Assim também o destino de Édipo tem menos a ver com suas próprias escolhas do
que com o passado que ele mesmo, sem saber, representa: é herdeiro dos
Labdácidas, uma família real que há muito atraíra sobre si a maldição do deus
Dionísio. As desventuras de Édipo são a continuação do sofrimento de seus
antepassados – em grande parte, a sua culpa antecede o seu pecado, como de
certa forma se dá também com Shane. Mas o mocinho do faroeste leva uma vantagem
sobre seu parente grego, que ignora a própria identidade. Ela se faz patente
numa das últimas cenas do filme, quando Shane, logo antes do duelo final,
conversa com Ryker, o líder dos vaqueiros, cuja aparência dura e envelhecida
faz pensar num patriarca do Antigo Testamento:
“Shane: Você
viveu tempo demais. Os seus dias já passaram.
Ryker: Os
meus dias! E os seus, pistoleiro?
Shane: A
diferença é que eu sei disso. ”
Toda a
virtude do herói – seu altruísmo ou, mais propriamente, sua abnegação em favor
da civilização – apoia-se nesse saber. Shane tem consciência de que está
fatalmente ligado ao passado, e de que o passado deve morrer para dar lugar a
um mundo mais racional e civilizado. Mas no faroeste a civilização não é apenas
o mundo ordenado da Teogonia, e sim um mundo regido por uma noção estranha aos
antigos: o progresso. Boa parte dos filmes de faroeste não faria muito sentido
se o progresso, esse valor instituído pela sociedade burguesa, não pudesse ser
visto como um bem em si mesmo. A ação de Shane só faz sentido porque ele crê
altruisticamente nesse bem absoluto representado pelos fazendeiros, a boa gente
que ele ama e protege.
Assim, não
apenas o herói está disposto a se livrar daqueles que representam um obstáculo
à civilização, como compreende e aceita a necessidade do próprio sacrifício.
Após derrota de seus adversários, ele parte a galope. Uma criança, filha de um
dos colonos, segue o herói, chamando seu nome.
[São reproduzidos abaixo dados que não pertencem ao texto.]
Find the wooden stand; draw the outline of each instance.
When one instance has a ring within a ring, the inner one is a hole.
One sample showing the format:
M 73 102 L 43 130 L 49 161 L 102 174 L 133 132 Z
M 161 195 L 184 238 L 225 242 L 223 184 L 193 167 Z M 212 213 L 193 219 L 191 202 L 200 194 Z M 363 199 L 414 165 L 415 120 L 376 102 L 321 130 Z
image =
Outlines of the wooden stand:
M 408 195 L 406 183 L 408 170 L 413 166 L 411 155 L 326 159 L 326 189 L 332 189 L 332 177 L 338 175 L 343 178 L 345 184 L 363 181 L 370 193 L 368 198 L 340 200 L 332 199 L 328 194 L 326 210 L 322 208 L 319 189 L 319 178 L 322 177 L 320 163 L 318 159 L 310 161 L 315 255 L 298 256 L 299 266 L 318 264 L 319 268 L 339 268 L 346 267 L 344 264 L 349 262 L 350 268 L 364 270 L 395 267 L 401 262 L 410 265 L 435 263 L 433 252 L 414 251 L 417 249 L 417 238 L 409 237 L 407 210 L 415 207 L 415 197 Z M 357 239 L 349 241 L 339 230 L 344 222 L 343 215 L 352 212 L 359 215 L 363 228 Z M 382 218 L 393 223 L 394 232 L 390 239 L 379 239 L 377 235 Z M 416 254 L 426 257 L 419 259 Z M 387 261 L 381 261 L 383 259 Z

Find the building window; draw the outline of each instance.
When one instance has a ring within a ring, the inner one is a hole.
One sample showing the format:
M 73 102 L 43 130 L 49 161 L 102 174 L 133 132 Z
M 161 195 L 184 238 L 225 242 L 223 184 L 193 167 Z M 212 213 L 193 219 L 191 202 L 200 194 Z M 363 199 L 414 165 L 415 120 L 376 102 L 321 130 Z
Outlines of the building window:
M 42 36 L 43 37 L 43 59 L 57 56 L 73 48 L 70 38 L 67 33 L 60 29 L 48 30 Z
Mas Shane não para, não pode
retornar ao mundo da inocência, da não-violência, que acabou de salvar. Ao cair
da noite, o cavaleiro sobe uma colina, no topo da qual se divisam as cruzes de
um cemitério, e desaparece por trás dela, como se fosse tragado pela terra. À
semelhança dos hecatônquiros de Hesíodo, ele não verá a luz do novo mundo que
ajudou a erguer, mas se recolherá a outro, de sombras e esquecimento.
Shane é,
nesse sentido, o melhor dos bodes expiatórios: é ele quem carrega a culpa pela
violência de que o progresso e a civilização necessitam para poderem se
instituir. E faz isto de absoluta espontânea vontade, sem que ninguém lhe peça
nada – chega mesmo a impedir, no último momento, que seu anfitrião pegue em
armas contra seus inimigos. Pensada estritamente como obra de ficção, Shane é
uma narrativa bem contada e bem fechada, em que os problemas se solucionam de
forma satisfatória. Mas pensada como mito, como narrativa das origens – e não
há dúvida que filmes como Shane assumiram esse papel, ocupando o lugar da
História ou se confundindo com ela –, torna-se problemática. Não porque esse
mito não faça sentido em si mesmo, mas porque jamais poderia ser, coerentemente,
o mito da sociedade que o criou nem de qualquer outra. Teríamos, pois, que
imaginar uma sociedade que se conserva inocente, desenvolvendo-se alheia a
qualquer violência, imaculada pela brutalidade, mesmo por aquela que em algum
momento lhe foi necessária. Em Shane, o problema da violência é apresentado de
forma bastante complexa apenas para ser habilmente contornado, não propriamente
confrontado – o que, é claro, não desmerece a obra dentro de sua coerência
interna, que em princípio dispensa a veracidade histórica.
Um filme,
talvez de qualidade inferior, mas que realizou nalguma medida essa confrontação,
e ao fazê-lo estabelece um paralelo interessante com Shane e outros filmes com
enredo semelhante, foi High plains drifter (1973), dirigido e protagonizado por
Clint Eastwood. A princípio, a mesma história de sempre: forasteiro é
contratado para proteger cidadezinha de bando de malfeitores. Logo, porém, os
cidadãos se dão conta do mau negócio, pois o “mocinho” que se dispôs a
ajudá-los, e ao qual ingenuamente foram concedidos direitos ilimitados sobre os
negócios da cidade, se mostra um estorvo quase tão grande quanto os bandidos
que deveria combater. Ao mesmo tempo, o povo da cidadezinha, a “gente boa e
temente a Deus”, como diz o xerife, vai se revelando não tão inocente assim.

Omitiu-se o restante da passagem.